As Major League Baseball teams transition from spring training to the regular season, players say they are replacing the once-ubiquitous smokeless tobacco cans with modern smokeless nicotine bags. And, according to Fox Sports, ZYN, the market leader in nicotine bags in the United States, is the favorite brand of most major league players.
Of course, baseball players might just refer to all nicotine bags as ZYN — just as people refer to all facial tissues as kleenex. But ZYN rules the fast-growing nicotine bag market (64.9 percent of U.S. nicotine bag sales in the second quarter of 2022), so it could also dominate baseball locker rooms.
ZYN maker Swedish Match was recently bought by tobacco giant Philip Morris International for $16 billion.
Major league Baseball and smokeless tobacco: 1869-2016
Baseball players use smokeless tobacco all the time. When professional baseball began – just after the Civil War – chewing tobacco was by far the most popular form of tobacco use in the United States. In fact, mass-market machine-rolled cigarettes didn’t appear for more than a decade after the earliest professional baseball games.
It doesn’t matter, because it’s almost impossible to smoke or smoke a cigar while playing baseball anyway. But pitching, hitting, and catching a ball can easily be done with a dip or a chew.
Thus, for nearly 150 years, baseball was associated with the use of smokeless tobacco.
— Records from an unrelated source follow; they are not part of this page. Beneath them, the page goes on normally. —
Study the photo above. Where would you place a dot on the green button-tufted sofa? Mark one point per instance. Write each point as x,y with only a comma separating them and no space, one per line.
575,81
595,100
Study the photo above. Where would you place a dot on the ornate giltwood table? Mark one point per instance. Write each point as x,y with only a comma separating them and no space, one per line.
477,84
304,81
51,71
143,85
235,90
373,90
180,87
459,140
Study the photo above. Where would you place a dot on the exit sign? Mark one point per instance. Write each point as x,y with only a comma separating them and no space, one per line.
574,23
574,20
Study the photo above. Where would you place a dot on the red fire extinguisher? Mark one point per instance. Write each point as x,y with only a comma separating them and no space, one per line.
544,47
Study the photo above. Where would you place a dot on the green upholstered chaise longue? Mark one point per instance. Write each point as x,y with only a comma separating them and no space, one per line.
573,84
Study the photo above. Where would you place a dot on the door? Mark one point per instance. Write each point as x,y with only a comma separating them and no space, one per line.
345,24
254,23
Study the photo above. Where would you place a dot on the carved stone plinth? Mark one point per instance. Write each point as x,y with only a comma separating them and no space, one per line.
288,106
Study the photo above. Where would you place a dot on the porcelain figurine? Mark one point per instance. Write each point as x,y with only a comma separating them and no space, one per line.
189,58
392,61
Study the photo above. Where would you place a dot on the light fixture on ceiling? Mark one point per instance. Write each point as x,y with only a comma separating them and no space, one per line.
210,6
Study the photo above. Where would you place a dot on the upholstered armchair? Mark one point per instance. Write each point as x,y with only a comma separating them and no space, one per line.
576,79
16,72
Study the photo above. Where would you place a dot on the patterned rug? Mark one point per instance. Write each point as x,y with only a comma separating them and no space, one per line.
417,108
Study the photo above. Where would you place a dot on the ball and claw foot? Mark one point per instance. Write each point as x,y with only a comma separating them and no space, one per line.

Tobacco companies sponsored teams, issued the first baseball cards and advertised on the outfield walls of ballparks from coast to coast, from Canada to Latin America.
But baseball’s love affair with smokeless tobacco was rudely interrupted in 2016, when the collective bargaining agreement between Major League Baseball players and owners banned the use of smokeless tobacco by new players. The agreement also forces veteran players who are able to remain immersed through the grandfather clause to leave their Copenhagen and Cheers cans in the clubhouse during the tournament.
Around the same time, the Campaign for Smoke-free Kids launched an initiative to ban smoking and smokeless tobacco inside major league stadiums. As of 2022, 16 of the 30 MLB parks have banned tobacco use by players and spectators under rules or local or state laws. Even players who are allowed to continue using tobacco (due to the grandfather clause of the agreement) are prohibited from using tobacco in those 16 parks. (Minor league baseball banned smokeless tobacco in the early 1990s, but the rule has been widely ignored and rarely enforced.)
But in the meantime, Big League is looking for ways to quit (or hide) tobacco use, and with it comes a new nicotine product that does the same thing as going smoke-free but doesn’t violate the collective bargaining agreement – because it doesn’t contain tobacco.
Nicotine bags are taking over
Nicotine has well-known benefits that make it attractive to professional athletes. It improves attention, working memory, and reaction time, and helps people who have trouble paying attention to concentrate. But smoking or vaping while playing physically demanding games really doesn’t work.
It’s not just baseball players who use some form of oral nicotine product. Football players have long used smokeless tobacco, and many hockey players (see NHL star Alex Ovechkin below) use snuff or cigarette packs. In 2002, of more than 400 Finnish athletes sponsored by the National Olympic Committee, 25 percent said they used oral smoke. A 2017 study showed that athletes believe nicotine helps their performance.
It’s clear why nicotine bags like ZYN are growing in popularity – in baseball and other sports, as well as among the nicotine-using public. They provide nicotine, which many people enjoy, and pose no known health risks. Like FDA-approved nicotine gums and pastilles, they contain only medical-grade nicotine, flavoring, and cellulose fillers.
While almost all North American and European smokeless tobacco sold today is much safer than smoking, nicotine packs eliminate tobacco altogether. It’s hard to imagine a safer nicotine product. Despite the cries of anti-nicotine fanatics, baseball players and other adults don’t have any health-based reasons why they shouldn’t be used. (However, the FDA has still not approved any nicotine bags for marketing.)
Pittsburgh Pirates pitcher JT Brubaker told Fox Sports that he switched from cans (dipping sauces) to bagged snuff a few years ago and hasn’t looked back.
“I’ve heard stories about the old clubs, the tins of dips everywhere.” Brubeck told Fox. “But it’s different now. Zyns is taking over, man.”